Atlanta-based local deals startup Scoutmob has raised $3.25 million in new funding from AOL Ventures, Capitol Broadcasting, Cox Enterprises, Inc., Ben Lerer and New Atlantic Ventures. The company says it will use the funding to make additions on the product side, a process that will be helped along by its new partnership with payment company First Data Corporation, also announced today.
Currently, Scoutmob is a provider of curated local deals at restaurants and businesses, which are set up by a staff of full-time editors based in the 13 U.S. markets they currently serve. It’s a model that means expansion and growth requires a slower pace than something like Instagram, which doesn’t have to deal with having staff on the ground in every market it enters, but Scoutmob co-founder Michael Tavani believes his company’s personal approach is what sets it apart from others in the space.
“We think that the only way to truly tackle local is to have a presence there,” he said. “I think there’s a lot of companies that are heavy in technology that have tried to tackle it through throwing developers at it, but we like to think that the difference is actually having people on the ground. Our brand is highly curated, and we actually want to become the local brand that consumers trust.” Tavani said that ultimately, Scoutmob wants to be as essential to a neighborhood as a local weekly, but with real-time, frequently updated deals and information about hotspots and events.
Scoutmob co-founder Michael Tavani told BetaKit in an interview that after the company succeeded in expanding its business to multiple new locations after a round of funding last year, the startup now wants to focus on adding features to its product. The new partnership with First Data will definitely help, since it offers Scoutmob the ability to close the loop, and incorporate payments for deals directly into its offer-finding and redemption platform.
“What we’re really good at right now is kind of the intent, so people use Scoutmob as a discovery or decision-making tool,” he said. “But then our relationship ends, today, right at the transaction. Closing that loop is extremely powerful, and there’s so many things that you can layer on top of that.”
Tavani said that people’s minds often go to loyalty programs when you think about what you can layer on top of payments. But Tavani doesn’t think that loyalty actually drives repeat engagement necessarily, and is planning instead to introduce some kind of more generally applicable rewards program that provides customers with points they can redeem at any local business in their area using Scoutmob.
Transactions made through First Data on Scoutmob will leverage CardSpring’s API, something that company has previously described to BetaKit as an “app layer for payment cards,” which should pave the way for exactly the kind of rewards platform Tavani describes.
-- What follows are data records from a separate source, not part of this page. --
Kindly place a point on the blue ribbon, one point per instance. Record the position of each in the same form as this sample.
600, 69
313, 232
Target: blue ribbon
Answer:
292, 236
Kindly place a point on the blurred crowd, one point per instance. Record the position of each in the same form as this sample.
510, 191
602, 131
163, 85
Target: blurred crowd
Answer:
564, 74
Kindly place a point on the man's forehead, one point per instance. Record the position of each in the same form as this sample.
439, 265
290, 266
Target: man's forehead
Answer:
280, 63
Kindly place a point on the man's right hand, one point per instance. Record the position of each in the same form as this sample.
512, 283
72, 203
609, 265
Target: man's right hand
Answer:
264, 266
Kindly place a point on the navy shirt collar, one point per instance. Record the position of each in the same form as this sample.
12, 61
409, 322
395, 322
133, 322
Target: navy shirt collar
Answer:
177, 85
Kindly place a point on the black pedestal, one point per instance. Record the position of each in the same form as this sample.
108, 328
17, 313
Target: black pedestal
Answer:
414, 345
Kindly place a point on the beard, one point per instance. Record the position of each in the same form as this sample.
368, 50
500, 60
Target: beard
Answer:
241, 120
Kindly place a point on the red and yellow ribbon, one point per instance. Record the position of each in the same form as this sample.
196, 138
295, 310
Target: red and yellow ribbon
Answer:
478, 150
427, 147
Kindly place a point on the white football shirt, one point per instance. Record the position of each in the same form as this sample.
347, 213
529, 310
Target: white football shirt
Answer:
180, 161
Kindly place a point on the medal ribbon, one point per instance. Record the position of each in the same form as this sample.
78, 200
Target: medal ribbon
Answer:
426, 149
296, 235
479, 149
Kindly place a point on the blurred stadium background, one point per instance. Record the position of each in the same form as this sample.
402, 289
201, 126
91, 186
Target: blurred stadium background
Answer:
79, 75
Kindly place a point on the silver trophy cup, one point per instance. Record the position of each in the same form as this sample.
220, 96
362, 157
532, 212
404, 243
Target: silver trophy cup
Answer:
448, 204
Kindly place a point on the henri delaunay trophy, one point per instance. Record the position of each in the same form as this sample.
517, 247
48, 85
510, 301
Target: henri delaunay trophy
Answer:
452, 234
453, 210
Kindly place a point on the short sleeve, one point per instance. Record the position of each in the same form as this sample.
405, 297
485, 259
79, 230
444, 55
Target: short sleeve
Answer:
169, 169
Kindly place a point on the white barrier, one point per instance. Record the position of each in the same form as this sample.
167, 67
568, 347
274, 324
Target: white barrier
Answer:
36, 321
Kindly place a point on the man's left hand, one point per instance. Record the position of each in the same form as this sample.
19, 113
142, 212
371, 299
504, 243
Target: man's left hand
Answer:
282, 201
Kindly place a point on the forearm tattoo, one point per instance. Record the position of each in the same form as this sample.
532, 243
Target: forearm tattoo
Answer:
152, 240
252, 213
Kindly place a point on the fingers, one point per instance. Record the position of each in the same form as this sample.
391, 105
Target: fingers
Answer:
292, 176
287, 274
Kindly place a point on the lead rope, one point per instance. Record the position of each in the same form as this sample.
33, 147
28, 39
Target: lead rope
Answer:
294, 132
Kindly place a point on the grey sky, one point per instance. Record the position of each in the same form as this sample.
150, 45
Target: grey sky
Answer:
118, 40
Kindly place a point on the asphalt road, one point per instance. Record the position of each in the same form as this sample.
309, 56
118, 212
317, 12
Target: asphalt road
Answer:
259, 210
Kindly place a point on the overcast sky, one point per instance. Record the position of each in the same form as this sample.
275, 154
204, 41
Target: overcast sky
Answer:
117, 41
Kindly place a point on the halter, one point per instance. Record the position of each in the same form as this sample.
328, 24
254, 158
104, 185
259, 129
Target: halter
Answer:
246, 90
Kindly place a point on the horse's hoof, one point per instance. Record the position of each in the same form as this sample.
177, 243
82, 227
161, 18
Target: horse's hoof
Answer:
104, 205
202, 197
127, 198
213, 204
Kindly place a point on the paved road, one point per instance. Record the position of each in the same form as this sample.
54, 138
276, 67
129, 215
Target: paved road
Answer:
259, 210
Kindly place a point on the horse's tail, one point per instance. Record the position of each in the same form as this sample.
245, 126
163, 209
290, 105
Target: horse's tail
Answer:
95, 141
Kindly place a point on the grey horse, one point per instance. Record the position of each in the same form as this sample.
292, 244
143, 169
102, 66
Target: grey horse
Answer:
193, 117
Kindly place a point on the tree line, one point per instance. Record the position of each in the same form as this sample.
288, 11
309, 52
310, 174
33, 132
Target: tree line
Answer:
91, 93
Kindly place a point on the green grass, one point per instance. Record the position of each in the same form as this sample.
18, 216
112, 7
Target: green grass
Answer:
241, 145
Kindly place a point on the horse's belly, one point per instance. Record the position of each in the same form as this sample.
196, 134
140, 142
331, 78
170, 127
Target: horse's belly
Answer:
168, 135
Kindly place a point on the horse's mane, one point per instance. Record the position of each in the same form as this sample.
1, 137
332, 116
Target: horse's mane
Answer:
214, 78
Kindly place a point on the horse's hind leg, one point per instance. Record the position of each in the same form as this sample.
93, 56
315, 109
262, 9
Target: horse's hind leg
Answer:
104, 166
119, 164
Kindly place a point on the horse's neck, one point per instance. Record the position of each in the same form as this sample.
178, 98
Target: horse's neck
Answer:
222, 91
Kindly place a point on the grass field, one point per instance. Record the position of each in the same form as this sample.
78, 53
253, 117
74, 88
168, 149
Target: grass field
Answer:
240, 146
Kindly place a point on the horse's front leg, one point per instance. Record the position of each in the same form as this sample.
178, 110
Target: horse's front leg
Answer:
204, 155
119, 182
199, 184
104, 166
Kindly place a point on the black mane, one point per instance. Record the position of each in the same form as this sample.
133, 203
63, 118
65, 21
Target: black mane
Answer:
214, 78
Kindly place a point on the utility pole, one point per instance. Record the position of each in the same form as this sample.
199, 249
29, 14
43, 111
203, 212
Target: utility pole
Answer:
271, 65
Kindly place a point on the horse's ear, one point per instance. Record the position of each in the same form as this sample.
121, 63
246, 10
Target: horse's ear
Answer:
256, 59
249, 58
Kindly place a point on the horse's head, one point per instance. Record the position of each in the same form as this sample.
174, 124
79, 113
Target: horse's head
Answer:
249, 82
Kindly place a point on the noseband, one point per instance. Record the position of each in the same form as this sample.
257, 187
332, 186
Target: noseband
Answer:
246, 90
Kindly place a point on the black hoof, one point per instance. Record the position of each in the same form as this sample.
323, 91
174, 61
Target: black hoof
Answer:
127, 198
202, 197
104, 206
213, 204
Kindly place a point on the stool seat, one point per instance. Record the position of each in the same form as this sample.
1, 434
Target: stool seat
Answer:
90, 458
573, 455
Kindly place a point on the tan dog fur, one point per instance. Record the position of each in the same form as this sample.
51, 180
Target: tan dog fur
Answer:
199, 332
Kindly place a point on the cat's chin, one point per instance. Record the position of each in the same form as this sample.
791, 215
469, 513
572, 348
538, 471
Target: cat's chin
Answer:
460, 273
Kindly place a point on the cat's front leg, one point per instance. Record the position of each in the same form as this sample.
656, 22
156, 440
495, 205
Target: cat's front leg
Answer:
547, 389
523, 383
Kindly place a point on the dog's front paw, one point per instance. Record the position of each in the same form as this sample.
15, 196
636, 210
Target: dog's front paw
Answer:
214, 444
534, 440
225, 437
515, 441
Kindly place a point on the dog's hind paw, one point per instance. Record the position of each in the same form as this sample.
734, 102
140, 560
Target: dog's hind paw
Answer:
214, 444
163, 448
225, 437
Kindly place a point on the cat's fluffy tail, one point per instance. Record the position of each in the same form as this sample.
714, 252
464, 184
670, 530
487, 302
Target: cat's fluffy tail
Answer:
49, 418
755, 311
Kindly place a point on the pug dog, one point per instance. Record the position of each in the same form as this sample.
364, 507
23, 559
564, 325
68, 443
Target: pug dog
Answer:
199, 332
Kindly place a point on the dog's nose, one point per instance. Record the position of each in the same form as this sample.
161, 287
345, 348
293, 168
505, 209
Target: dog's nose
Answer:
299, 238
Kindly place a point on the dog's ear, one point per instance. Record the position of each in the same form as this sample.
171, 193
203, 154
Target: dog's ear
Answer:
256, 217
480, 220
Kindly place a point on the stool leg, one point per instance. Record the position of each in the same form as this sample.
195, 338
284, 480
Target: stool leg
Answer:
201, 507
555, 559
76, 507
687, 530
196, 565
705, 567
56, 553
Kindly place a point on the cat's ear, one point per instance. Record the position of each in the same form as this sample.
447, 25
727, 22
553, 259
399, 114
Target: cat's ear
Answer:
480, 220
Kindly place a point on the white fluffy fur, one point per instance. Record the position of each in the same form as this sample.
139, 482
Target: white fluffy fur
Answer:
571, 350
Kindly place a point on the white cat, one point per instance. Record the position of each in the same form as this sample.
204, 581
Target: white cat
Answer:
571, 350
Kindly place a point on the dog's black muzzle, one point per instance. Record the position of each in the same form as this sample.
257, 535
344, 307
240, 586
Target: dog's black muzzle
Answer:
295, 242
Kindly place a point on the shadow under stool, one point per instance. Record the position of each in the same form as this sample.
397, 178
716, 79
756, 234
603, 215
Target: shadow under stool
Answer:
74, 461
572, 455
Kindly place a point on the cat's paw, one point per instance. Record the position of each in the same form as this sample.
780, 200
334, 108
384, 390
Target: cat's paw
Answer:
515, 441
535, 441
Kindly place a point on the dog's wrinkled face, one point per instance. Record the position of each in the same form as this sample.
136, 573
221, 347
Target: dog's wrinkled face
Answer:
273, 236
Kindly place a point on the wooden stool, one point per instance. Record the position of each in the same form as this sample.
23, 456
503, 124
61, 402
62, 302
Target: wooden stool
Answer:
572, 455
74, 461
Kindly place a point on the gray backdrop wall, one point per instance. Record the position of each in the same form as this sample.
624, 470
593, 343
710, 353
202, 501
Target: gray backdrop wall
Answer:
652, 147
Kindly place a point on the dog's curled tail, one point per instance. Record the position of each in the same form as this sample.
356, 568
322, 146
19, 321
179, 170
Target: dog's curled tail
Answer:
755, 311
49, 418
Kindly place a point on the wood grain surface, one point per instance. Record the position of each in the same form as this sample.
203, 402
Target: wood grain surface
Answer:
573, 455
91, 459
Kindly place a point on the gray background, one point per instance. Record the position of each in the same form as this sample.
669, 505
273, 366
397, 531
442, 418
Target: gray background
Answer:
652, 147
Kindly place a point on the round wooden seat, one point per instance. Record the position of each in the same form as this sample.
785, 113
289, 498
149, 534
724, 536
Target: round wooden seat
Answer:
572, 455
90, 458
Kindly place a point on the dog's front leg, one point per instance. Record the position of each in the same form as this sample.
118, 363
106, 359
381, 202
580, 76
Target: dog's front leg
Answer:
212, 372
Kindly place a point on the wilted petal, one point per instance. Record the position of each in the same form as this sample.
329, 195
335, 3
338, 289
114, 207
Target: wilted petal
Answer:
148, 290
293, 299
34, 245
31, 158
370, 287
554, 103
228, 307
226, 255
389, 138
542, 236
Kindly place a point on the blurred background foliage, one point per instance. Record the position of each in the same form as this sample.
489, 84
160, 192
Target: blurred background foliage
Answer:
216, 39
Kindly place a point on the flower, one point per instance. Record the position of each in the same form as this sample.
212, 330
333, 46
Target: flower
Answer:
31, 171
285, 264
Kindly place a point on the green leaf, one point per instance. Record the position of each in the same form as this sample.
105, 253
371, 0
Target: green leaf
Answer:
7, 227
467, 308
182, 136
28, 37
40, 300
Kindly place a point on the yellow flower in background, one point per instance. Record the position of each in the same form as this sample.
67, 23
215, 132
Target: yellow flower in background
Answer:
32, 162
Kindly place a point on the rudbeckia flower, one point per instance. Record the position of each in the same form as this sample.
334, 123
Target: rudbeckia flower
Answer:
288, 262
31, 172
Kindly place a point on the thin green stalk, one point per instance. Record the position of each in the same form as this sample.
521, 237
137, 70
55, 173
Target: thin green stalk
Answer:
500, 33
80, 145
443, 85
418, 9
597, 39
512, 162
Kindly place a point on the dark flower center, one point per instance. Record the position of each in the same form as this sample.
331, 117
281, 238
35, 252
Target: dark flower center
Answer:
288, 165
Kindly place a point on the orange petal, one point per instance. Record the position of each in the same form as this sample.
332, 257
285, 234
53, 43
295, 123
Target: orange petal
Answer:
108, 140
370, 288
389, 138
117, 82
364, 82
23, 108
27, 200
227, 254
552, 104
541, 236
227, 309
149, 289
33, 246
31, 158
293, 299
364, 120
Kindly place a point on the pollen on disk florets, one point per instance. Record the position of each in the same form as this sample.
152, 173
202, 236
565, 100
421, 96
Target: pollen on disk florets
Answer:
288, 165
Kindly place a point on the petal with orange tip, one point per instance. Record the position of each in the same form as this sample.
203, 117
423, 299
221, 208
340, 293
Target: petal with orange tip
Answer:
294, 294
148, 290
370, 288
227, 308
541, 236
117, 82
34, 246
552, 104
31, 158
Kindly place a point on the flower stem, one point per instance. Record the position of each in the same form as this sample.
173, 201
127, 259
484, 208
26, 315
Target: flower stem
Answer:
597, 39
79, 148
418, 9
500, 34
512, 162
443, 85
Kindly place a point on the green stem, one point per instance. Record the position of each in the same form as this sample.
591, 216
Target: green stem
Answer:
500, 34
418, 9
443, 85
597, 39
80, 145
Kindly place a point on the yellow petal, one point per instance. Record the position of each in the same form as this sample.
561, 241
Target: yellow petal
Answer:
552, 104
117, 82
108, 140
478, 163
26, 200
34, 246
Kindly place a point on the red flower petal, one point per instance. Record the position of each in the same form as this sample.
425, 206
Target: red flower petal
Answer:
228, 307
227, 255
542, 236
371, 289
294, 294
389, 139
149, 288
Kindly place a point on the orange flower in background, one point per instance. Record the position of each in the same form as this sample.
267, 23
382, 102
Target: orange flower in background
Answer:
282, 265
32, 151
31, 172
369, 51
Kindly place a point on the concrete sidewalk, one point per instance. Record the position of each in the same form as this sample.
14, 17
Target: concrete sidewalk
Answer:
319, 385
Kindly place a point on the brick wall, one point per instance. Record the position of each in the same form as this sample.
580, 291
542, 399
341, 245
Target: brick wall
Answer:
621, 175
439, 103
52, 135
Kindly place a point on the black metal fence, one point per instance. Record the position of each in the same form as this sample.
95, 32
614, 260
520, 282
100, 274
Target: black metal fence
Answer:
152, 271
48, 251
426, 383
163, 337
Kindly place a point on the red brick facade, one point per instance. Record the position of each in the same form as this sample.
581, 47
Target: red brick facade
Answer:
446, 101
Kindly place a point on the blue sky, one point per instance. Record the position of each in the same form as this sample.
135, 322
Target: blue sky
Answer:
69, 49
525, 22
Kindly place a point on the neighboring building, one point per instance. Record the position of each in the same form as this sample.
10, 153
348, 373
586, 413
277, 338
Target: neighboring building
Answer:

Unlike Groupon, Scoutmob’s focus is on surfacing not just any deal it can in an area, but seeking out high-demand hot spots that will appeal to a young, fashionable crowd in any given neighborhood. Because it operates by word of mouth and uses on-the-ground curation, Tavani said that Scoutmob is better at bringing in repeat business than others in the space, and also noted that merchants pay only a flat fee, instead of a percentage of sales on deal transactions. Regardless of what changes Scoutmob makes to its product, Tavani said the value proposition and its angle on the local deals space will remain the same, with a strong emphasis on people that know the places they’re collecting and recommending, and less dependence on data- and machine-driven discovery.